NOTE: Obviously this strongly assumes that you'll get exactly 2 events per real change. I carefully tested this assumption, obviously, and learned its limitations. So far I've confirmed that:
Modifying a file in Atom editor and saving triggers 2 updates
touch triggers 2 updates
Output redirection via > (overwriting file contents) triggers 2 updates
Appending via >> sometimes triggers 1 update!*
I can think of perfectly good reasons for the differing behaviours but we don't need to know why something is happening to plan for it – I just wanted to stress that you'll want to check for yourself in your own environment and in the context of your own use cases (duh) and not trust a self-confessed idiot on the internet. That being said, with precautions taken I haven't had any weirdness so far.
* Full disclosure, I don't actually know why this is happening, but we're already dealing with unpredictable behaviour with the watch() function so what's a little more uncertainty? For anyone following along at home, more rapid appends to a file seem to cause it to stop double-updating but honestly, I don't really know, and I'm comfortable with the behaviour of this solution in the actual case it'll be used, which is a one-line file that will be updated (contents replaced) like twice per second at the fastest.

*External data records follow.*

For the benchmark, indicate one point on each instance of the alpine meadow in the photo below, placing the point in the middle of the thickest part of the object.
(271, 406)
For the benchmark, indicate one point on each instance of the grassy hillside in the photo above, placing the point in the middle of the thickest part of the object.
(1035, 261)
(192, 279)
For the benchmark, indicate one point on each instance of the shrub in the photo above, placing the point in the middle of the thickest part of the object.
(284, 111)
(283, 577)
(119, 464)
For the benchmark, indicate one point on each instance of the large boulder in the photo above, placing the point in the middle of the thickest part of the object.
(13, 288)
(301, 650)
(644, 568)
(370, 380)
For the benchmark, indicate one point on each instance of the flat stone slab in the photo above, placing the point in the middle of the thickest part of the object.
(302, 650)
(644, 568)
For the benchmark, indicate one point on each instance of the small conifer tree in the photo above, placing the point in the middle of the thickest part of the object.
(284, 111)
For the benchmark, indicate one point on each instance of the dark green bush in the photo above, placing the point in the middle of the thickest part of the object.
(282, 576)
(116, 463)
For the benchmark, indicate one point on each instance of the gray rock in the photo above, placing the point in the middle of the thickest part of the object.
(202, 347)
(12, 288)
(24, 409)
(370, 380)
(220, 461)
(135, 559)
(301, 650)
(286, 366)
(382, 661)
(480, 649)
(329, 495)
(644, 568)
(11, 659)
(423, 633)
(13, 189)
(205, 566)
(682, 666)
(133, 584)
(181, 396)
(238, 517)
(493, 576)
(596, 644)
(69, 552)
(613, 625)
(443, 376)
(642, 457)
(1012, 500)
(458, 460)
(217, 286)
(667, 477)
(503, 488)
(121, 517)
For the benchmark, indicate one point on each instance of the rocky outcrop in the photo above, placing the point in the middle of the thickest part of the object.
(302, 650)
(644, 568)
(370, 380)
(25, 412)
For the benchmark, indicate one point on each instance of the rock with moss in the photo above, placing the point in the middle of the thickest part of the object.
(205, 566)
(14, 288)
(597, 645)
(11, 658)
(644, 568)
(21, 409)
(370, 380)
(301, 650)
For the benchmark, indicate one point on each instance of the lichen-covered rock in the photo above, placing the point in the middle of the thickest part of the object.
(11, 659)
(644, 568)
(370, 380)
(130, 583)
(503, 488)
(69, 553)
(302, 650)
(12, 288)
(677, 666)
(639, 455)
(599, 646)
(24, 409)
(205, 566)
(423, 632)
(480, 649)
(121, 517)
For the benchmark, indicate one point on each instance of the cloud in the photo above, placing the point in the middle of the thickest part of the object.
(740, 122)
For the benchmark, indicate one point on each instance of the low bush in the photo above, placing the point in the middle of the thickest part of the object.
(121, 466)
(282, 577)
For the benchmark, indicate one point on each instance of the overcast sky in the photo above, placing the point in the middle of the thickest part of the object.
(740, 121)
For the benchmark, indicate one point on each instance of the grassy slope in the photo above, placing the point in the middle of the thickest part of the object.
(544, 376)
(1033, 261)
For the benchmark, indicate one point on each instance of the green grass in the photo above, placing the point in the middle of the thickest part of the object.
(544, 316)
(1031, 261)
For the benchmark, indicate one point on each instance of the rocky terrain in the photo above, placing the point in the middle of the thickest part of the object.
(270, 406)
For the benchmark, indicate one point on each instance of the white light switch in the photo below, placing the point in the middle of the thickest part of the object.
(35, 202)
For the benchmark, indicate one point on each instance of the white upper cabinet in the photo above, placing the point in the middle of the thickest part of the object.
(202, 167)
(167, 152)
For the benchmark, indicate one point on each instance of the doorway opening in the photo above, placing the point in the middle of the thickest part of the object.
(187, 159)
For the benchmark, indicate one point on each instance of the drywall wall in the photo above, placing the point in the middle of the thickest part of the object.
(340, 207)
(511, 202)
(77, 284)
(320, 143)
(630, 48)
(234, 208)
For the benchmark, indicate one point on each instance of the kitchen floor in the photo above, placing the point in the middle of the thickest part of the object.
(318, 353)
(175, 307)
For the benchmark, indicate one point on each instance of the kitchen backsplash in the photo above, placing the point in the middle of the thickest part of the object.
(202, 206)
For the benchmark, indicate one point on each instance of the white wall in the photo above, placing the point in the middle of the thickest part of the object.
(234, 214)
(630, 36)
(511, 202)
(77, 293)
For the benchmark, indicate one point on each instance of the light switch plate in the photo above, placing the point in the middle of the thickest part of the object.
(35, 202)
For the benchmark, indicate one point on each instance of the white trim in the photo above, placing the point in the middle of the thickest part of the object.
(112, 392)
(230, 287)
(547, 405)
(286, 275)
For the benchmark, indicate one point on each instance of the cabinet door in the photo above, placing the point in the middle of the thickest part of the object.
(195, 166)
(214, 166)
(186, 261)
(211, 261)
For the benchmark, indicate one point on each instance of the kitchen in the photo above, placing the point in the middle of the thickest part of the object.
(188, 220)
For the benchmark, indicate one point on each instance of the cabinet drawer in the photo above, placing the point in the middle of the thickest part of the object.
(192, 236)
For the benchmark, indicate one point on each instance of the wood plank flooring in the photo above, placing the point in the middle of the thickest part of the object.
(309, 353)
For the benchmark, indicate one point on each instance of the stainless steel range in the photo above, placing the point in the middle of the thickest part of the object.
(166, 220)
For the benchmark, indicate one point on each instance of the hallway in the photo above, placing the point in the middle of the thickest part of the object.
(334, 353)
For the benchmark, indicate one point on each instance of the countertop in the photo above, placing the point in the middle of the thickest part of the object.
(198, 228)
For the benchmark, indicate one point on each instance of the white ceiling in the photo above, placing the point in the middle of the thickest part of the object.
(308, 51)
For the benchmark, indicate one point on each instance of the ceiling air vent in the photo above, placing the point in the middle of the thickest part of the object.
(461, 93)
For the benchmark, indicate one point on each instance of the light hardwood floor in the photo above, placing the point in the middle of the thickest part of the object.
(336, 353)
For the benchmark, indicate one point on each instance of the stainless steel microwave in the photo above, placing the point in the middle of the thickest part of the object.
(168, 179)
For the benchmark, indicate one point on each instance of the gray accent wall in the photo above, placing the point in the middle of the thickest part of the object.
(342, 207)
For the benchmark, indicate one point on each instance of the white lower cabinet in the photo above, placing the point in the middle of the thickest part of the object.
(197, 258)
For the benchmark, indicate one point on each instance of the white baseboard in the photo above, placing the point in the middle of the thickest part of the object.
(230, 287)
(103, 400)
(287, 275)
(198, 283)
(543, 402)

first is change and the second is rename
we can make a difference from the listener function
function(event, filename) {
}
The listener callback gets two arguments (event, filename). event is either 'rename' or 'change', and filename is the name of the file which triggered the event.
// rm sourcefile targetfile
fs.watch( sourcefile_dir , function(event, targetfile)){
console.log( targetfile, 'is', event)
}
as a sourcefile is renamed as targetfile, it's will call three event as fact
null is rename // sourcefile not exist again
targetfile is rename
targetfile is change
notice that , if you want catch all these three evnet, watch the dir of sourcefile
I somtimes get multible registrations of the Watch event causing the Watch event to fire several times.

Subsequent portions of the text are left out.